Murphy walked into the pantry to find a giant tomato soup can filled with flowers on her birthday.

"It’s fun here," she said. "I like everybody here. It keeps me young. I say I’m going to retire and they all fight me."

Surrounded by cans of soup, tuna and vegetables, Murphy has sometimes found a can has more than one purpose.

"These are good stairs," she said, as she made her way down to the basement. "But the stairs before these — we had a can of soup holding them up."

But more than just cans are holding up St. James Food Pantry.

"She’s the backbone of this place," volunteer Marion Anderson, Woodbridge, said of Murphy. "She’s such a great lady. We just love her dearly."

Her motto is a simple one: never let a child go hungry.

"If someone calls the pantry and has children and says they have no food, I’ll come to the pantry and feed them," she said.

Right now, Murphy said the rest of Woodbridge could help their neighbors by dropping off some jelly.

"We have a lot of peanut butter, but not enough jelly right now," she said.

"We also need a new building if anyone wants to donate one of those," Catalano said.

Besides food, Catalano said anyone in the township who needs a walker, cane or commode may contact her office at (732) 636-6343, and receive one free.

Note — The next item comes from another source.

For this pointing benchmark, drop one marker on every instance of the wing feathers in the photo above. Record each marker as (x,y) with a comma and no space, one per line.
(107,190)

But Murphy said none of what the pantry does would be possible if she didn’t have all the help.

"Without the volunteers, this would be nothing," she said. "I couldn’t do it without anybody else. We’re like one big family here."

Although Murphy threatens retirement, she said she’s not going anywhere soon.

"I don’t give up, no way," she said. "I come from hardworking stock. And that’s the story."

Asta, like the pantry’s three other volunteers who were working last Thursday morning, said she would never stop volunteering at the pantry — she loves it too much.

"It’s the greatest," Asta said. "I tell my mother, ‘Don’t make any doctors’ appointments on Thursdays,’ because I don’t give this up."